Consider wave equation:
$u_{tt} = c^2u_{xx}$
with initial conditions:
$u(x,0) = f(x)$ , $u_t(x,0) = g(x)$
Using change of variables $\mu = x + ct$ and $\eta = x-ct$, we get $u_{\mu\eta} = 0$ and then $u(\mu , \eta) = F(\mu) + G(\eta)$.
$u(x,t) = F(x+ct) + G(x-ct) \implies u_t(x,t) = cF'(x+ct) - cG'(x-ct)$
where primes denote derivative with respect to $x+ct$ and $x-ct$, respectively.
Choosing $t=0$, we get:
$u_t(x,0) = cF'(x) - cG'(x)$
Here is the problem.
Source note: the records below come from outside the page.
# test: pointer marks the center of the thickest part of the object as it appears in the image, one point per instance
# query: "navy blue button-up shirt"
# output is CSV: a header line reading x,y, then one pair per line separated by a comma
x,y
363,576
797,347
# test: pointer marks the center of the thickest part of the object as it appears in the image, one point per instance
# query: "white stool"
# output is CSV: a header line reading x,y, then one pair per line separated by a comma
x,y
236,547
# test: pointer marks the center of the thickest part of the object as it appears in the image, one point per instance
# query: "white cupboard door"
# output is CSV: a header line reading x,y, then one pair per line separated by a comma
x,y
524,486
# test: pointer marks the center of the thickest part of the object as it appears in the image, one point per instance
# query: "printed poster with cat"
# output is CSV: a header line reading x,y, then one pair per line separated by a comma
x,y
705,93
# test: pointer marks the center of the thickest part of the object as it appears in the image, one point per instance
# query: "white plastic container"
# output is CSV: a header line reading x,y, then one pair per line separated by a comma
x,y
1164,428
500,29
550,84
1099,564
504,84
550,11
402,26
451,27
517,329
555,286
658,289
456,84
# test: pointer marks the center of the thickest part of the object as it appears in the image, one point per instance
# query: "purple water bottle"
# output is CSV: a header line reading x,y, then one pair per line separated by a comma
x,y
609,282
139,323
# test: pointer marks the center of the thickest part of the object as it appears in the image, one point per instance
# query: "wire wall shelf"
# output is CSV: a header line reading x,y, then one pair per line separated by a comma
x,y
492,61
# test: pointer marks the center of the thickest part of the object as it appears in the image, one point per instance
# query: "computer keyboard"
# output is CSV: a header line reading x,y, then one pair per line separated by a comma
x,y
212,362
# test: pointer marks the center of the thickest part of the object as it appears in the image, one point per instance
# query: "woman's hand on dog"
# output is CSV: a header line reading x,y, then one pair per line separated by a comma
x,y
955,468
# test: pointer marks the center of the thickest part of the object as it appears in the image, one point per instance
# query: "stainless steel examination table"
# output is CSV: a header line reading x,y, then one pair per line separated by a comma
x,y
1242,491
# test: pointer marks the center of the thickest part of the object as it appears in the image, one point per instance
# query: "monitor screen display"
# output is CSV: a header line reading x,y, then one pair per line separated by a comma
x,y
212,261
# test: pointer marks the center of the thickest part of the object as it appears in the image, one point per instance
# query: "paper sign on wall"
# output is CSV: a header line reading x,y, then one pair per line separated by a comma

If we integrate with respect to $x$ then $\int_{x_0}^{x}F'(\lambda)d\lambda = F(x) - F(x_0)$? We know that $F'$ means derivative with respect to $x+ct$ not $x$. So why that is true? I spent two hours and only got confused more and more.
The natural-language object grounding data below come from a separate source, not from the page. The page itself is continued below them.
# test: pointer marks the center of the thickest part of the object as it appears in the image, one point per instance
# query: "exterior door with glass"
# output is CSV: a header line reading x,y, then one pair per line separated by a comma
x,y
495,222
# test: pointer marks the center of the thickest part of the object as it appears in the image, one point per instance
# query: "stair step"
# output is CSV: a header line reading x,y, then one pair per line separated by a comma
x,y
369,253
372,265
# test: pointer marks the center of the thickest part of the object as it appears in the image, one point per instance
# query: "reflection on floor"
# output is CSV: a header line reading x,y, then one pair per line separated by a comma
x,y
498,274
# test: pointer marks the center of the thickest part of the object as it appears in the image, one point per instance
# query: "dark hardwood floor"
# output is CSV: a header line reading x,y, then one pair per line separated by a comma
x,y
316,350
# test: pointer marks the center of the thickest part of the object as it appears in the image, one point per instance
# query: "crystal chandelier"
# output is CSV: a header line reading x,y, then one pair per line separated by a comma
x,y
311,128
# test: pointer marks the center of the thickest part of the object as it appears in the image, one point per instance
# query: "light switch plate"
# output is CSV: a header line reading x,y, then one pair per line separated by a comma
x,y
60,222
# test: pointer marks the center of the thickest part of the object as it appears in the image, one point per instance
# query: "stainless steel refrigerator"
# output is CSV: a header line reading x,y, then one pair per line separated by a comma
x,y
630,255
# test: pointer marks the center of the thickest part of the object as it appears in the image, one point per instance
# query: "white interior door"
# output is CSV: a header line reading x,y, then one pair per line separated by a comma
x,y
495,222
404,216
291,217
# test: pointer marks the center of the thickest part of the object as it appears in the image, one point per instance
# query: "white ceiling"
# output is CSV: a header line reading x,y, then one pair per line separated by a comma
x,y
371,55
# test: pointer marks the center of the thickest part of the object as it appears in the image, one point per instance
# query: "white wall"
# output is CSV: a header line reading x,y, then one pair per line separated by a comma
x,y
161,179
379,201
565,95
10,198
I think I now understand the confusion. So you know that $$u(t,x) = F(t+cx) + G(t-cx)$$ and \begin{align} \partial_t u(t,x) &= cF'(x + ct) - cG'(x - ct) \end{align} We then integrate with respect $x$ and evaluate at $t=0$, hence \begin{align} \int_{x_0}^x \partial_tu(t,y)dy|_{t=0} = \int_{x_0}^x \partial_tu(0,y)dy &= \int_{x_0}^x [cF'(y + ct) - cG'(y - ct)]dy|_{t=0} \\ &= \int_{x_0}^x cF'(y) - cG'(y)dy \\ &= c[F(x) - F(x_0)] - c[G(x) - G(x_0)] \end{align} Since you are integrating in $x$ it does not matter when you evaluate $t=0$. If you evaluate it after the integration then \begin{align} \int_{x_0}^x \partial_tu(t,y)dy|_{t=0} &= \int_{x_0}^x [cF'(y + ct) - cG'(y - ct)]dy|_{t=0} \\ &=\bigg(c\int_{x_0}^x F'(y + ct)dy - c\int_{x_0}^xG'(y - ct)dy\bigg)|_{t=0} \\ &=\bigg(c\int_{x_0+ct}^{x+ct} F'(y)dy - c\int_{x_0-ct}^{x-ct}G'(y)dy\bigg)|_{t=0} \\ &=\bigg(c[F(x+ct) - F(x_0 + ct)] - c[G(x-ct) - G(x_0 - ct)]\bigg)|_{t=0} \\ &=c[F(x) - F(x_0)] - c[G(x) - G(x_0)] \end{align}
Which is the same thing. Let me know if this was the issue.